Gabriel l'Archange devenu démon

1.2K 36 8
                                        

La tâche bien ardue serait de me tenir à l'objectivité concernant ce portrait de mon frère Gabriel.

Son prénom inspiré d'un des plus grands archanges, ce qu'il annonce n'est pourtant pas angélique. Gabriel, le quatrième dans l'ordre de la fratrie, et le deuxième des garçons avait déjà 20 ans au jour de ma naissance et se maria alors que j'avais seulement trois ans. De sa présence domiciliée à la maison, je n'ai pas le moindre souvenir d'enfant, sans doute déjà parti vivre ailleurs. Je sais seulement, parce que maman me le raconta, que lors de la cérémonie de son mariage, au beau milieu de l'église, je me suis échappé dans le couloir central, babillant je ne sais quoi. Il paraît que cette escapade le contraria. On se doutera que ce qu'il pouvait en éprouver à mon âge d'alors me passa bien au-dessus de la tête. Je ne m'en souviens bien évidemment pas. Mais si cette contrariété entre nous il y eut, elle fut annonciatrice de bien d'autres qui la suivirent.

Oh, Gabriel, ce n'est pas qu'il n'y ait pas une once de qualité en lui, c'est qu'il y a aussi tant de dureté, d'intransigeance, de colère, de jugements, de violence, et trop souvent de méchanceté.

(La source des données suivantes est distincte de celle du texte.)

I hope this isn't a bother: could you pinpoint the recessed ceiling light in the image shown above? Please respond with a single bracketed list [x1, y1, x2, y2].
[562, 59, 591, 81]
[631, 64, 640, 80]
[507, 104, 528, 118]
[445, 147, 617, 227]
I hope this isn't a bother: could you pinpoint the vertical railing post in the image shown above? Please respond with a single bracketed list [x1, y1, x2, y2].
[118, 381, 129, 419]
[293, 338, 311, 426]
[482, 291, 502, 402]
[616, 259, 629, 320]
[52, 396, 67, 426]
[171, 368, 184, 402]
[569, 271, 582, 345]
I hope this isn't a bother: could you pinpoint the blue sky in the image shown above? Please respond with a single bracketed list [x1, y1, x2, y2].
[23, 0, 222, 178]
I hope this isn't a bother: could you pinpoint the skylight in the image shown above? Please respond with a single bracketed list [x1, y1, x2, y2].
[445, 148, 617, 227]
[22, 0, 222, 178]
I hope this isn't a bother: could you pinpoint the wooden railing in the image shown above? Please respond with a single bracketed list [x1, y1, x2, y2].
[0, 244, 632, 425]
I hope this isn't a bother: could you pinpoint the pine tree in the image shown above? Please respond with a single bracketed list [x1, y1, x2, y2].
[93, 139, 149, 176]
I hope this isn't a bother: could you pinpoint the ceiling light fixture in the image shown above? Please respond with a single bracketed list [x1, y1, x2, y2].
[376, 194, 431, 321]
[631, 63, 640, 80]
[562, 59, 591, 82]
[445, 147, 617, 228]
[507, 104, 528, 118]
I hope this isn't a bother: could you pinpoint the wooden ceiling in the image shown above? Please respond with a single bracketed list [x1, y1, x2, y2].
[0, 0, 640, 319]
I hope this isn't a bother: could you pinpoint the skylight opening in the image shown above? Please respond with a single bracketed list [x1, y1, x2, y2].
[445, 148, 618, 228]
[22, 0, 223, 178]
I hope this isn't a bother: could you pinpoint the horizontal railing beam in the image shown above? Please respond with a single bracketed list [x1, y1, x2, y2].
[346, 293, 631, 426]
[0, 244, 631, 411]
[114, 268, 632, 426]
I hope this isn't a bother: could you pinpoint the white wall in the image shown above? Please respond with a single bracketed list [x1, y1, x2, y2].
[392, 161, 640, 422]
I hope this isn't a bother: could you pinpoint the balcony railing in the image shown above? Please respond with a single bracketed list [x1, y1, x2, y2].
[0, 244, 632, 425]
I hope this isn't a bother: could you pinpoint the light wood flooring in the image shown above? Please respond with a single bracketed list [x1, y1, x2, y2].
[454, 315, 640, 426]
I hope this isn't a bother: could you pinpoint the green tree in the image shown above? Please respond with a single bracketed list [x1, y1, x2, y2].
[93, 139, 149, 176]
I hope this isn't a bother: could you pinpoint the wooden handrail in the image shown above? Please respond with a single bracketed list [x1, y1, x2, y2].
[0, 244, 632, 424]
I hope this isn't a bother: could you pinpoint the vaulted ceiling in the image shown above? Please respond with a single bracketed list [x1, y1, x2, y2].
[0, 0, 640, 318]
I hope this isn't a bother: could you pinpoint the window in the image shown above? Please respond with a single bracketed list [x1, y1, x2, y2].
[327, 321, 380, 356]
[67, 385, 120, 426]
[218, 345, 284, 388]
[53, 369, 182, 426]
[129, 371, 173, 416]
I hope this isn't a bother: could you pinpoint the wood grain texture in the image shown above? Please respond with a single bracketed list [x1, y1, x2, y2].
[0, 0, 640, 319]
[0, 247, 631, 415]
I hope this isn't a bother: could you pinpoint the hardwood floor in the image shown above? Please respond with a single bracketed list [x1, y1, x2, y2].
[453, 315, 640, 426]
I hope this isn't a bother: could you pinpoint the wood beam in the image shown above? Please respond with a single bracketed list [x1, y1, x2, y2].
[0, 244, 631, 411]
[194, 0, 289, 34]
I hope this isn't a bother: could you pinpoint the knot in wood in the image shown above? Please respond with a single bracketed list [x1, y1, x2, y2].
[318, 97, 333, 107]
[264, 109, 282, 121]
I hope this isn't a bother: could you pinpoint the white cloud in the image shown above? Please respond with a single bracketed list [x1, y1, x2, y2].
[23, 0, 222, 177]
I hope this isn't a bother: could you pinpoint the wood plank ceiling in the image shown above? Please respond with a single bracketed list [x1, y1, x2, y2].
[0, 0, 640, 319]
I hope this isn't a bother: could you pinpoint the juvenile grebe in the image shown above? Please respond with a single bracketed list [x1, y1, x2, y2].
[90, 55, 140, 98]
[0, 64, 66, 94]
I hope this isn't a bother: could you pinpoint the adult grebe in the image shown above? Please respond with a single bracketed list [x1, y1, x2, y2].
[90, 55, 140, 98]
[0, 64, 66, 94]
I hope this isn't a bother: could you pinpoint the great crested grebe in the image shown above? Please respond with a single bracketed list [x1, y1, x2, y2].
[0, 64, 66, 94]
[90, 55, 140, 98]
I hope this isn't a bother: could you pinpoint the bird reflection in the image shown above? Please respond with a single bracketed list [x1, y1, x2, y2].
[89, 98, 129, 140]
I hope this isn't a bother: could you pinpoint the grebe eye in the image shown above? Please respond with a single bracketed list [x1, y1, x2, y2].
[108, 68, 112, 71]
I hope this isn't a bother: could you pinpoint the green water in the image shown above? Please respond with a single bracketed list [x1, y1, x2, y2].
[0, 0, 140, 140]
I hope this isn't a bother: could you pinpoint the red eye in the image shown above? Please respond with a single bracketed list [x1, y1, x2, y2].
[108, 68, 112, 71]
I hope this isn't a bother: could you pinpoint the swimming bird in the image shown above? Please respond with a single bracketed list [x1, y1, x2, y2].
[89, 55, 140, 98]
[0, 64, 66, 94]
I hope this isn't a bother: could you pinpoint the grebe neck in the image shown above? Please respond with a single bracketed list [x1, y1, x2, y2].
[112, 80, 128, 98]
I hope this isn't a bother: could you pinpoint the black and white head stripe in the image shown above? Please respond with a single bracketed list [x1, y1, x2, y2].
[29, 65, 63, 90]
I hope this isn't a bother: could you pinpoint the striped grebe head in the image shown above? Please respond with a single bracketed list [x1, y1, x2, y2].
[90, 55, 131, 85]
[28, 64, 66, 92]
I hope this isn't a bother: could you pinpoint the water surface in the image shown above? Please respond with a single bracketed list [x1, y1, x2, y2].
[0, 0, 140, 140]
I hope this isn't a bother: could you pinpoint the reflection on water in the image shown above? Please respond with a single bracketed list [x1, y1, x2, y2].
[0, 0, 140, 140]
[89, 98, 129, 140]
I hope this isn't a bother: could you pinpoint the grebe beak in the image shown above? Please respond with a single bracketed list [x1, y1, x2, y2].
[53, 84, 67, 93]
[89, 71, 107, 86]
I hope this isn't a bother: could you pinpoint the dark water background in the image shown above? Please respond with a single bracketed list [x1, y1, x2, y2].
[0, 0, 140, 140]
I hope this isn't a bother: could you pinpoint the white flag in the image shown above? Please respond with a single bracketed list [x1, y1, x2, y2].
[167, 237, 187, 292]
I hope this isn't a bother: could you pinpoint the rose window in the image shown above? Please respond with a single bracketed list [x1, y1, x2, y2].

Dans son métier de menuisier, Gabriel avait indéniablement un talent. Mais ses phases de travail alternaient entre énergie et vides. Indubitablement, la bipolarité est dans son portrait, comme il est dans le mien ou celui de maman. Des phases hyperactives, et d'autres à la mollesse. Mais cela n'excuse pas tout ! Un trouble de l'humeur est une chose, la perversité morale en est une autre.

S'il m'est accordé d'avoir un étrange caractère, que dire de celui de Gabriel ? De tout mes souvenirs de lui, il n'y en a pas un qui soit marqué par le plaisir partagé. J'ai essayé pourtant, à ma vingtaine d'aller le voir. Le propos qu'il me tint était déconcertant. M'attribuant le mérite d'avoir su manipuler mes parents, c'était une bien étrange vision. Le calcul et la manipulation ne sont pas au nombre ni de mon arc, ni de mes arpèges. Je n'ai jamais cherché à semer la discorde, lui préférant autant qu'il m'est possible les accords. Je préfère l'harmonieuse musique aux cris stridents qui tendent ma propre corde. Je n'ai pas réagi à cette déclaration. Nous en restâmes là. Et par la suite, quand mon homosexualité fut dévoilée, nos relations furent définitivement fermées. Ses jugements insultants m'enfermèrent à jamais au nombre des infréquentables. De lui aussi, je sais les mots insanes qui sont sortis de sa bouche pour me qualifier. Inutile de les redire. Ma coupe en est pleine. Gabriel a au moins avec Paule ou son époux ce point commun de juger ma sexualité comme une monstruosité. Soit ! Dont acte. Qu'il passe mon chemin, je n'ai plus rien à lui dire !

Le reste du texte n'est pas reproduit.